The change in generation mix and output in the UK is shown in figures 4 and 5.

Figure 4: Installed Generation Capacity 2000-2020

Source: DUKES

Figure 5: UK Generation by fuel type (TWh)

Source: DUKES

The French connection

Adding to the stress on the system was a major fire that impacted Britain’s 2GW IFA1 interconnector with France.  National Grid said the fire and planned maintenance at the 2GW IFA1 interconnector site in Kent meant the cable was offline during September while half of its capacity – 1GW - is expected to be unavailable until late March 2022.

France is the UK’s biggest supplier of power through interconnectors (47 per cent of its imports in 2020). A second interconnector with France the 1GW IFA2 has continued at full capacity.

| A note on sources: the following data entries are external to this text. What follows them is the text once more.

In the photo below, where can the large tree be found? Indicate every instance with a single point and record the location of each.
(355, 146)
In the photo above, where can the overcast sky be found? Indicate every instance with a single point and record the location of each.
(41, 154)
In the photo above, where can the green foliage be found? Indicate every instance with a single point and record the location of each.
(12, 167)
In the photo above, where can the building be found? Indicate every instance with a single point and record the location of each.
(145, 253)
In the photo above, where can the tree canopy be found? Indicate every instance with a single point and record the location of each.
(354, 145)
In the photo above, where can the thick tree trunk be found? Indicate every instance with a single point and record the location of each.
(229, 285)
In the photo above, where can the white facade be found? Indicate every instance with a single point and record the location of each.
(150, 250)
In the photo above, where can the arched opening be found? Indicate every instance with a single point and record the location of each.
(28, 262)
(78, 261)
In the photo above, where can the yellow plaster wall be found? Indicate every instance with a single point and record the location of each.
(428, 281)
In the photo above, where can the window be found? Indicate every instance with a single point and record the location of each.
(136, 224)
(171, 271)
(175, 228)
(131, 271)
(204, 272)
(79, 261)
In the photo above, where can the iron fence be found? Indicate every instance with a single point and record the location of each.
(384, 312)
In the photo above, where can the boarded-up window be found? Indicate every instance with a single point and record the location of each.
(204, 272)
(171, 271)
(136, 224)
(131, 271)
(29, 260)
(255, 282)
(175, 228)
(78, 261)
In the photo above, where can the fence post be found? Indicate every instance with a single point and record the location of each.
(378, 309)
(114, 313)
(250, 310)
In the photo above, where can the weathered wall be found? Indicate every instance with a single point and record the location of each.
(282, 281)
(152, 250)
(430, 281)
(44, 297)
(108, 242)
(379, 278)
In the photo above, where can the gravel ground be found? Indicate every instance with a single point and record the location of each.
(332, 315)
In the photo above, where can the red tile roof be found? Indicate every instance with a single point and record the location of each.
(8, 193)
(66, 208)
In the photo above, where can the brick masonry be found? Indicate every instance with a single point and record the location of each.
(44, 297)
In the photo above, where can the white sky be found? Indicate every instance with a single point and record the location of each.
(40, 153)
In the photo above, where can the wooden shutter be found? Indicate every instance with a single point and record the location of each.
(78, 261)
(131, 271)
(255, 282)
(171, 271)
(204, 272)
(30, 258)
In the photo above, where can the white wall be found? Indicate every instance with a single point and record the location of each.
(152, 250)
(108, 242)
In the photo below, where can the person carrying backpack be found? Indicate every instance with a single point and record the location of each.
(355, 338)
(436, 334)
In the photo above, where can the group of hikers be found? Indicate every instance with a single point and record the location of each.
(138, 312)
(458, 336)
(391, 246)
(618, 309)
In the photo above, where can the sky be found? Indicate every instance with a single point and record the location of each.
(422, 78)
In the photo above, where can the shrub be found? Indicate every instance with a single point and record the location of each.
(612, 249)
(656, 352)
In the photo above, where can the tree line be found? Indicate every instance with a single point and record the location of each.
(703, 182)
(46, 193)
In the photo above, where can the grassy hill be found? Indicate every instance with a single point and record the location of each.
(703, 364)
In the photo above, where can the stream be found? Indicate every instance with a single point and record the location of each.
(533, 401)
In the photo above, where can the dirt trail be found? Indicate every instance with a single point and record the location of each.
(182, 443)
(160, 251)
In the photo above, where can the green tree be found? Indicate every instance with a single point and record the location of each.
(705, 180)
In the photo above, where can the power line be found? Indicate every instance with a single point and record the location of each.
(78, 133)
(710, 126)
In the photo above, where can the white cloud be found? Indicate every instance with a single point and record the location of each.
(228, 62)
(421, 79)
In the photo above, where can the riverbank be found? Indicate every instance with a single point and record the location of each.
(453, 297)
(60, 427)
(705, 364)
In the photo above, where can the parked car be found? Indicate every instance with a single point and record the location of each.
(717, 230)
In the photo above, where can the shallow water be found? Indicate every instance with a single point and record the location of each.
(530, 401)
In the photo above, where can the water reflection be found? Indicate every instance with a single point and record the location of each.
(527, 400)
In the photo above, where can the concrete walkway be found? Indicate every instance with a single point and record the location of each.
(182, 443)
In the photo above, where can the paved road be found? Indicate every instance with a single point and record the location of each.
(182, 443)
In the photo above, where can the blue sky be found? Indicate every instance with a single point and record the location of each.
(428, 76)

The UK imports and exports electricity via six subsea cables from France, Belgium, Ireland and Northern Ireland and the Netherlands with a capacity of 6GW. A seventh, the North Sea Link (1.4GW) to Norway is undergoing testing and a further interconnector, Viking Link, is under construction and planned to begin operating in 2023 (see map)

Figure 6: UK Interconnectors

Source: National Grid

Retailer woes

At the end of this pipeline of problems has been electricity retailers who have found themselves squeezed between higher wholesale prices and price caps. Twelve retailers have failed this year and more are expected to go out of business (at the end of March the UK had 49 retailers, but energy consultancy Baringa has said there may be “less than 10 suppliers by the time we come through winter”).

Even when the UK’s retail price cap increases in October it assumes an underlying wholesale price of £82/MWh ($153/MWh) well below the forward prices being reported (see figure 2). As Baringa note it effectively means a loss for every customer on a price cap with retailers.

Consultants EnAppSys estimated the household power bills would need to rise by more than £550 a year (more than $1000) if gas prices stay high and with no government intervention. The UK’s price cap means average annual bill for gas and electricity will be limited to £1,277 ($2387) from next month and based on this analysis would have to go to £1,834 ($3429) if households were to cover the full costs of buying supplies today.

The UK’s largest energy retailers have warned suppliers could refuse to absorb the customers of failed rivals under the UK’s supplier of last resort mechanism unless the government comes back to negotiate a rescue package, arguing that intervention in the sector is unavoidable.

The price shocks and energy challenges are not going to ease significantly any time soon. And neither will debate about what has led to this position and assessment of previous and future policy measures.